Four low-income housing properties in Massachusetts, 12 months postpolicy adoption.
Individual interviews (n = 17) with property staff (managers, resident service coordinators, maintenance, security, and administrators) and focus groups with resident smokers (n = 28) and nonsmokers (n = 47).
Informed by the social-ecological model: intrapersonal, interpersonal, organizational, and community factors relating to compliance were assessed.
Utilized MAXQDA in a theory-driven immersion/crystallization analytic process with cycles of raw data examination and pattern identification until no new themes emerged.
Self-reported secondhand smoke exposure (SHSe) was reduced but not eliminated. Challenges included relying on ambivalent maintenance staff and residents to report violations, staff serving as both enforcers and smoking cessation counsellors, and inability to enforce on nights and weekends. Erroneous knowledge of the policy, perception that SHSe is not harmful to neighbors, as well as believing that smokers were losing their autonomy and being unfairly singled out when other resident violations were being unaddressed, hindered policy acceptance among resident smokers. The greatest challenge to compliance was the lack of allowable outdoor smoking areas that may have reduced the burden of the policy on smokers.
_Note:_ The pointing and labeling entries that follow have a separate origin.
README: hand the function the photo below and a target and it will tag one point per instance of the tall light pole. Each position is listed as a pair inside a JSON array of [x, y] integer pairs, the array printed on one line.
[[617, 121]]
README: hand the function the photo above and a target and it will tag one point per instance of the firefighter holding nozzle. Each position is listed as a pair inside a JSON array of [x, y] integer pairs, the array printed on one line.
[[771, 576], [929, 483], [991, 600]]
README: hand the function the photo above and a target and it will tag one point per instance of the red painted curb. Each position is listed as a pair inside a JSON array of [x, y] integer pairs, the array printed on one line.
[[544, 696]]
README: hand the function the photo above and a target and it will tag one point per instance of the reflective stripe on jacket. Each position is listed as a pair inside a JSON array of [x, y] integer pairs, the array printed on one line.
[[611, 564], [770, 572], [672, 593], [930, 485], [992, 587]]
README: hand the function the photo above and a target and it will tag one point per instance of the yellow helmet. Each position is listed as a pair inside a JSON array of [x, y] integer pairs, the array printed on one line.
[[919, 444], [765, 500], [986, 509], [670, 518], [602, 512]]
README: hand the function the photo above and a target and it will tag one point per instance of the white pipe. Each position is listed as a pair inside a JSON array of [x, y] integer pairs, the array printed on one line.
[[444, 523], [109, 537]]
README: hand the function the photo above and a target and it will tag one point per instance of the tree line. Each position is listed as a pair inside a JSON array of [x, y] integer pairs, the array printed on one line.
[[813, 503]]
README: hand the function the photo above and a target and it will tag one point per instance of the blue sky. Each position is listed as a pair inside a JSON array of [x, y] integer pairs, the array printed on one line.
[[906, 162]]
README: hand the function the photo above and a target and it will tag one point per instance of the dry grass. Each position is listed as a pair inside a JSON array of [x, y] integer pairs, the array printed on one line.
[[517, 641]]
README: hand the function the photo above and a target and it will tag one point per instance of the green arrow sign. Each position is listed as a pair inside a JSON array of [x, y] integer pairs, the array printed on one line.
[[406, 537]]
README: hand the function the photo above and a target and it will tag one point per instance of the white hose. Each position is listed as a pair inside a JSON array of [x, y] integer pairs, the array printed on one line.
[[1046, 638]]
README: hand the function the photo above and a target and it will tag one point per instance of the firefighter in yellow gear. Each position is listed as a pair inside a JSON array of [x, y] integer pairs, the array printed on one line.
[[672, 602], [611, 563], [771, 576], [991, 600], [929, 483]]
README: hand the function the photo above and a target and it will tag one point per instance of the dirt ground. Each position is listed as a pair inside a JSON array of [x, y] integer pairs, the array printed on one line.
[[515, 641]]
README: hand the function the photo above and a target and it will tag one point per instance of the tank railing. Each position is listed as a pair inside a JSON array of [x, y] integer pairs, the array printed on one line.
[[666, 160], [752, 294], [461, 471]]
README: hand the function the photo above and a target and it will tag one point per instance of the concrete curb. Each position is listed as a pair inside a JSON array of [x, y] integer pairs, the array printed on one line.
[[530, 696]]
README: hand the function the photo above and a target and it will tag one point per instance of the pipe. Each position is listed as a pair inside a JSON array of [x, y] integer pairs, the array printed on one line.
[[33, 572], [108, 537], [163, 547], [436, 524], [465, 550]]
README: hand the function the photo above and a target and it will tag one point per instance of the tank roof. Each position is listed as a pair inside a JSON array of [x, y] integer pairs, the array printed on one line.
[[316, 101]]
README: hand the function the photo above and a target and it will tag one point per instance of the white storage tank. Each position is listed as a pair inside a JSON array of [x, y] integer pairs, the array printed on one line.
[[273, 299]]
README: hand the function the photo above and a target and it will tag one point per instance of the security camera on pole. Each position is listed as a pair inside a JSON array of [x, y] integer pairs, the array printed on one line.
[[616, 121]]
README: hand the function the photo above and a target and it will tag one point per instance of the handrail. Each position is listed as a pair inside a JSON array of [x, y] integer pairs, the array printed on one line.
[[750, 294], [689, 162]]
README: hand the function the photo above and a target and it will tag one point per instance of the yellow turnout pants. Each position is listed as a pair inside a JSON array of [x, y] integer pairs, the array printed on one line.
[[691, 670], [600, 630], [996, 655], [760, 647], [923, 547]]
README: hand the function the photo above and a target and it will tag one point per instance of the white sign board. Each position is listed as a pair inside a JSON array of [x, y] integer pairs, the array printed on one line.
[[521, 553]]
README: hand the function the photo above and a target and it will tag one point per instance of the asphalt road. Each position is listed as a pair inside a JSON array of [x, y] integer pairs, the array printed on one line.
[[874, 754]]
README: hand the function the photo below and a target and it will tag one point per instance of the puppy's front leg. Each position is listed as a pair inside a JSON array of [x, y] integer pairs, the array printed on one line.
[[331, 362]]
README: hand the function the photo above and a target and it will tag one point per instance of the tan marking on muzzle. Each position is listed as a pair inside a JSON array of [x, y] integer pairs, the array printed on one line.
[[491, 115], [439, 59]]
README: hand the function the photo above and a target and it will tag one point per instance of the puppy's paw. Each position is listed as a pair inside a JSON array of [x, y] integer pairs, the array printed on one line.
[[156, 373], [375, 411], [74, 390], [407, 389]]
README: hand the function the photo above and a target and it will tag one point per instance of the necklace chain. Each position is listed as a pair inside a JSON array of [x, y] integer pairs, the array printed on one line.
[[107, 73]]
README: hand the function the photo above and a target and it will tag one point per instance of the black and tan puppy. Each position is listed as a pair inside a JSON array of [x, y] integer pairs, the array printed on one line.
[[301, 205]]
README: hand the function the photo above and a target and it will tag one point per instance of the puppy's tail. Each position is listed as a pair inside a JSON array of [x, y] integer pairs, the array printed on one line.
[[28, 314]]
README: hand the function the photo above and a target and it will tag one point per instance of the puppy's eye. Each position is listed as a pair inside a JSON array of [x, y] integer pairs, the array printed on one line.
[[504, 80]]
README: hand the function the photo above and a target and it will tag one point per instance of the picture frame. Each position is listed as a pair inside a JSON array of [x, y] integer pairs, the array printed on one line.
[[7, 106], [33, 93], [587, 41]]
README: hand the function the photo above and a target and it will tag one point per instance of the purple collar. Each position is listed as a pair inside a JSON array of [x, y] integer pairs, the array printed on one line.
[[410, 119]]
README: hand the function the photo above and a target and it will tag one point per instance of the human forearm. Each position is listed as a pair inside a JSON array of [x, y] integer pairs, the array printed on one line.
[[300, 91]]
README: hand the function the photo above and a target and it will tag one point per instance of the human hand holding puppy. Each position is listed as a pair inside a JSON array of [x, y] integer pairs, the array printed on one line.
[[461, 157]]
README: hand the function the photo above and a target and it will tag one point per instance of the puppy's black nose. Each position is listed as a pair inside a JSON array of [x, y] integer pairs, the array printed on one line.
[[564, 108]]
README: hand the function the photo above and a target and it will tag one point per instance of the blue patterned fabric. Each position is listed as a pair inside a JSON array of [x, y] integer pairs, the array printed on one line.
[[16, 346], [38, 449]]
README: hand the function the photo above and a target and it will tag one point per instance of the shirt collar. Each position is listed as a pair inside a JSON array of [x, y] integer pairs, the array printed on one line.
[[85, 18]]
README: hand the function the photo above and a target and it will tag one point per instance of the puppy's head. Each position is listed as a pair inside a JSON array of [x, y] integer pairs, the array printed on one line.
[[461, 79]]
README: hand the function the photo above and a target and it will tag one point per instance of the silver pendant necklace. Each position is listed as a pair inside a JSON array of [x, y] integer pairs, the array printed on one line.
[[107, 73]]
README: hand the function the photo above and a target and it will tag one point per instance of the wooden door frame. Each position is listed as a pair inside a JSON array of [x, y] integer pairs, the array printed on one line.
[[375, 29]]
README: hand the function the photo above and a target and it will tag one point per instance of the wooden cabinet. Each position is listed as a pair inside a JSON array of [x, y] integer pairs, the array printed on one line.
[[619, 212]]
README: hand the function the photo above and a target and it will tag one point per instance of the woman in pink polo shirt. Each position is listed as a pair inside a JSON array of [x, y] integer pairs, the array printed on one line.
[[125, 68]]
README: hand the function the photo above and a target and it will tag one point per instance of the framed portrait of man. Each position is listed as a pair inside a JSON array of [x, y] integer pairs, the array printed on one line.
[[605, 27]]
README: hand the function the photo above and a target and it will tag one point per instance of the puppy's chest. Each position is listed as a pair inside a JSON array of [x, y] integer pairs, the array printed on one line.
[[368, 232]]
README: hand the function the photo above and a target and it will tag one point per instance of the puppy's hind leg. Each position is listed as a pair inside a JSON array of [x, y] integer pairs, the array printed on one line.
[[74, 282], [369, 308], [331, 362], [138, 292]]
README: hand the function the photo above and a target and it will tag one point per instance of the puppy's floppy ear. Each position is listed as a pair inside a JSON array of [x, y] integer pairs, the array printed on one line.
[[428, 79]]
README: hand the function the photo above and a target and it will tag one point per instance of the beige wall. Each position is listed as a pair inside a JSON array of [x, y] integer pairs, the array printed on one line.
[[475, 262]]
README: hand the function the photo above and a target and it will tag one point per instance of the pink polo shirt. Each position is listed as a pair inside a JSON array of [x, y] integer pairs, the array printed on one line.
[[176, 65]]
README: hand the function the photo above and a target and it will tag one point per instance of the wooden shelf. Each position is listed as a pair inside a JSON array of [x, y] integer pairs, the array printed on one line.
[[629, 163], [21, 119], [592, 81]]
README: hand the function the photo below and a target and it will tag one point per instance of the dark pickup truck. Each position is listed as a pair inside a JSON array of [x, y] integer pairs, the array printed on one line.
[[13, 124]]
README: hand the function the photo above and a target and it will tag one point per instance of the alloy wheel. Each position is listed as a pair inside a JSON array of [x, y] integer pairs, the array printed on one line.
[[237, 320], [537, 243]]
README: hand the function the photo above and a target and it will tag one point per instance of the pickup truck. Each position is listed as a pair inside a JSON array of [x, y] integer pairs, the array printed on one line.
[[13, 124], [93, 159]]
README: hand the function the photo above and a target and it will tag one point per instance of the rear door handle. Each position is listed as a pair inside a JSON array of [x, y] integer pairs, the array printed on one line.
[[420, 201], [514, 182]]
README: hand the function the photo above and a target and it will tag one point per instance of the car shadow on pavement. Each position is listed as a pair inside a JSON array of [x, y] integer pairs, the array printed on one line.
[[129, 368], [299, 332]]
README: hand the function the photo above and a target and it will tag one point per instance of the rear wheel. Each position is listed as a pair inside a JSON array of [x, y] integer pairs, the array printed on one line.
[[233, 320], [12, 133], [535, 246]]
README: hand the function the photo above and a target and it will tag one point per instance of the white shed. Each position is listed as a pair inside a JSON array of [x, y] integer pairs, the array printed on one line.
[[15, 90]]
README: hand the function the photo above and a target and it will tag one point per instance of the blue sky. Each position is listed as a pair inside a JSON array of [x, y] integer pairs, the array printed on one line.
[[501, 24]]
Smoke-free policy implementation to support compliance could be enhanced with information about SHSe for smokers and nonsmokers, cessation support from external community partners, discussion forums for maintenance staff, resident inclusion in decision-making, and framing the policy as part of a broader wellness initiative.
随着公共住房机构和其他低收入住房提供者采用无烟政策,需要数据来为支持合规的实施方法提供信息。
采用重点人种学方法,包括对工作人员的定性访谈、居民焦点小组和物业观察。
马萨诸塞州的四个低收入住房物业,在政策采用后 12 个月。
与物业工作人员(经理、居民服务协调员、维护、安全和管理人员)进行个人访谈(n = 17),并对居民吸烟者(n = 28)和不吸烟者(n = 47)进行焦点小组讨论。
根据社会生态模型:评估了与合规相关的个人、人际、组织和社区因素。
利用 MAXQDA 在理论驱动的沉浸式/结晶分析过程中,对原始数据进行循环检查和模式识别,直到没有新的主题出现。
报告的二手烟暴露(SHSe)有所减少但并未消除。挑战包括依赖态度矛盾的维护人员和居民报告违规行为,工作人员既是执行者又是戒烟顾问,以及无法在夜间和周末执行。对政策的错误认识、认为 SHSe 对邻居没有危害,以及认为吸烟者正在失去自主权,并在其他居民违规行为未得到处理时受到不公平的关注,这些都阻碍了居民吸烟者对政策的接受。对合规性的最大挑战是缺乏允许的户外吸烟区,这可能减轻了对吸烟者的政策负担。
为了支持合规性,实施无烟政策可以通过向吸烟者和不吸烟者提供有关 SHSe 的信息、来自外部社区合作伙伴的戒烟支持、为维护人员提供讨论论坛、让居民参与决策以及将政策作为更广泛的健康倡议的一部分来增强。